Friday, November 27, 2009

What Is Religion and Why Does It Persist?

I'm not convinced of most of the propositions offered by most religions. I haven't been since I was very young. Although, there's little I can say about why this is the case that hasn't been said by so many others over and over again. There is one element that seems to be missing from most of the arguments against religious dogma, though. What's missing is a rigorous understanding of their psychological bases.

Most apologists for atheism of course understand that there are neurological causes behind religious experiences. There was a good article in h+ Magazine not too long ago that mentioned the part of the brain that is being affected when one feels the intuition of "oneness" that is so commonly spoken of by those professing to have had these experiences. Most atheists also understand that religious belief is based not on being convinced of facts in the way one becomes convinced of every day propositions, but rather on a desire for religious propositions to be true.

Few, if any of them, however, seem to understand the psychological utility of religion. Religion brings comfort and a feeling of salvation or liberation not just by giving people a comforting imaginary friends, but because religious experiences have a profound impact on a person's psychology such that it reorients that person's desires in such a way as to significantly ameliorate a problem that most if not all human beings have, that problem being conflict of will.

The liberation or salvation offered by religion is not just from eternal damnation. Those who are religious merely because they are afraid of going to hell are not getting the best out of their beliefs. The horror from which religion can, in fact, deliver a person is guilt, shame and internal conflict. Now, of course, there are religious communities and governments that, rather than saving a person from these things, in fact make them all the more likely. People who practice their religion in this way are easy targets. They are motivated by hate, shame and disgust. Those who get the best benefit of religion are those who had painfully weak or divided wills but were able to overcome it through religious conversion. It is from oneself that religion offers liberation and salvation. And it is those who don't feel they need such a thing that are most likely to do without religion.

Atheists are right to point out the hypocrisy of so many self-proclaimed religious people. Christianity stands out in that it does not offer salvation in return for being good or doing good things. Being good is instead the consequence of salvation. It is once you have truly "accepted Christ into your heart" that you will naturally have the will to do good things. Any part of your mind that was pulling you away from the way of living you feel is best is supposed to be eliminated by the acceptance of Christ. Billy Graham said that if you're still struggling with sinful desires and occasionally giving in to them "you need to rethink whether you're really a Christian or not".
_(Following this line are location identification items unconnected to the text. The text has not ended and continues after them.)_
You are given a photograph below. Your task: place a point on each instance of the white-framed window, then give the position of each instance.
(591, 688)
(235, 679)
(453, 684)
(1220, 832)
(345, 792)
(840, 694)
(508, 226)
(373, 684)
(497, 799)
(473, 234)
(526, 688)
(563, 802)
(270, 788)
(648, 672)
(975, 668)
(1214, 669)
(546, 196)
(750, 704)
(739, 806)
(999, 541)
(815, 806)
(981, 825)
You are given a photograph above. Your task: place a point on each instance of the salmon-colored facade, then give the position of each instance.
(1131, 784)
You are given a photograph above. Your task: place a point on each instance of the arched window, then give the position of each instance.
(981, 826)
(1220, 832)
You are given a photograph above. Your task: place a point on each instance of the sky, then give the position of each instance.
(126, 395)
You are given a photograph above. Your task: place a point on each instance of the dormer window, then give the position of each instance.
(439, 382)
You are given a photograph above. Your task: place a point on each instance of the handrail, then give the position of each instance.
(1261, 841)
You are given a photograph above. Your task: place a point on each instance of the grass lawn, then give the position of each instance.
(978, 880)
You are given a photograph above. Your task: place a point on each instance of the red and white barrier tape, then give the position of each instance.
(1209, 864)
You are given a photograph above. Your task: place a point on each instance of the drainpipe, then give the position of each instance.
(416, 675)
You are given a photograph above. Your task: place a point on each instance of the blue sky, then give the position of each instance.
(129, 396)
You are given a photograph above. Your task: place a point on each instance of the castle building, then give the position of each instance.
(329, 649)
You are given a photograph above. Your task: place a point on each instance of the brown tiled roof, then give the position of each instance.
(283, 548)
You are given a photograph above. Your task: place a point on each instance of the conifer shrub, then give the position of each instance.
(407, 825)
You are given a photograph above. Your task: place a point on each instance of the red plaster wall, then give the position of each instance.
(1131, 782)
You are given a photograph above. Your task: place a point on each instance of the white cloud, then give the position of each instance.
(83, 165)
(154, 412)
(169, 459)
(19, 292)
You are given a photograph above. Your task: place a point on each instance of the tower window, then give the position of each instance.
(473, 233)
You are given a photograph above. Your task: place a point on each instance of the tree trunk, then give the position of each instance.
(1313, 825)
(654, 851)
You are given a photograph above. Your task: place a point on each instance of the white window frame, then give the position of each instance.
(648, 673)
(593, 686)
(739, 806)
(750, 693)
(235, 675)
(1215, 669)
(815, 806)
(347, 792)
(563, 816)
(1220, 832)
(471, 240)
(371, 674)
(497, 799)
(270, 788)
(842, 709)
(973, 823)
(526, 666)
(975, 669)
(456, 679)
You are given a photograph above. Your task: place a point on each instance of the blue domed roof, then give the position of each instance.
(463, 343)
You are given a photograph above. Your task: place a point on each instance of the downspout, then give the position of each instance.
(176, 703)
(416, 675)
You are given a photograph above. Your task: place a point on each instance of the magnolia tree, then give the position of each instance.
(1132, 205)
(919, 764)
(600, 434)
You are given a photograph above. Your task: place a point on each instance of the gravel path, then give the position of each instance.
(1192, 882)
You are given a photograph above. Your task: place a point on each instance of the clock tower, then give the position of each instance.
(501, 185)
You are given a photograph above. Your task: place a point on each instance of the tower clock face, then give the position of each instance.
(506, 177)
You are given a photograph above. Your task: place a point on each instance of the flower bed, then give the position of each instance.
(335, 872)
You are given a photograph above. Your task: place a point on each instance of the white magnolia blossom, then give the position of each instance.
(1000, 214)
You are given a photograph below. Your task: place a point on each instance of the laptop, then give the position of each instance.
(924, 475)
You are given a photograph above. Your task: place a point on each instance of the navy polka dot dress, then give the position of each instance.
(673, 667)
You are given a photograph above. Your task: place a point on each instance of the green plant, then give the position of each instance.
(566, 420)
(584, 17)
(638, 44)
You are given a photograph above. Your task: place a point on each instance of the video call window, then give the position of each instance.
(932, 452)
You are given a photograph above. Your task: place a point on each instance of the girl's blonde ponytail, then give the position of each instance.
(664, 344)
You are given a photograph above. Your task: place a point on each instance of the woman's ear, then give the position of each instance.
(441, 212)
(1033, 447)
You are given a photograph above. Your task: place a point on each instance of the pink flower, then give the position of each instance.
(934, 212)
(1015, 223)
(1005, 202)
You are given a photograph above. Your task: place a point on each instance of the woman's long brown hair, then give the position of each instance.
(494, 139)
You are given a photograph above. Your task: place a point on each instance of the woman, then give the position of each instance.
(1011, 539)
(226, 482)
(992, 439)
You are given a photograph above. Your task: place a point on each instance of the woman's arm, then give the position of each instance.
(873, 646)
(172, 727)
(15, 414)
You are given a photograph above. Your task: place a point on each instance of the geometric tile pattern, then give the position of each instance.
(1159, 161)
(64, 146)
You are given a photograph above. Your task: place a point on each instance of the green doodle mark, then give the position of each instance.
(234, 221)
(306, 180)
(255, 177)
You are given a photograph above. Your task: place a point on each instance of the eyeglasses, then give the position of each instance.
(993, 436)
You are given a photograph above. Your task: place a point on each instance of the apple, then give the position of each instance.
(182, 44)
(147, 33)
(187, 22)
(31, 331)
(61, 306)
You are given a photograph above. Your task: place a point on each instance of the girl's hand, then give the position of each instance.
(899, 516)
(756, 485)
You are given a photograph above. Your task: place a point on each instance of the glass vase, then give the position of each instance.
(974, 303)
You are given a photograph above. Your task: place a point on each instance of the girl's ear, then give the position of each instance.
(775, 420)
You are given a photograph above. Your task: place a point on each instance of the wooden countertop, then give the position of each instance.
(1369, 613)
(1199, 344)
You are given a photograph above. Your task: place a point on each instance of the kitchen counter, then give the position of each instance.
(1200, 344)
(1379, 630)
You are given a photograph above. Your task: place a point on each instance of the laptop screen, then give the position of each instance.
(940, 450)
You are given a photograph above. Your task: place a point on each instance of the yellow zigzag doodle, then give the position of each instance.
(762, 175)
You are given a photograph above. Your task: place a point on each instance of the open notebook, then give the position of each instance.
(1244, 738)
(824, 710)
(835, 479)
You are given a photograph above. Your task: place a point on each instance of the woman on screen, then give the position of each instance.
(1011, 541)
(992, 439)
While religion has done more than enough to reinforce the shame and guilt people feel over desires that may not at all be harmful in many instances, a truly effective response to religion has to address the problem of personal conflict of will. Fortunately, this is a psychological problem, and all religions offer psychological solutions, although dressed up in mystical ideas. The reason secular Westerners gravitate more toward Buddhism is that it offers solutions rooted in psychological principles that can be separated from its mysticism more easily than can the methods of other religions. The most vocal atheists resist religion because religious people often try to impose upon everyone solutions to problems that they may not really have. And even if they do have the problems that religion was created to solve, religious people articulate those problems using metaphorical myths that they expect people to take literally. And of course, in taking them literally, the religious themselves very much miss the point and end up exacerbating the guilt and shame from which their religion was designed to liberate everyone.

Religious irrationalism will not be eliminated until there is a secular way of bringing about the religious experiences that can relieve the internal conflicts that so many people have. Scientologists think L Ron Hubbard formulated one, but that's a whole other story altogether.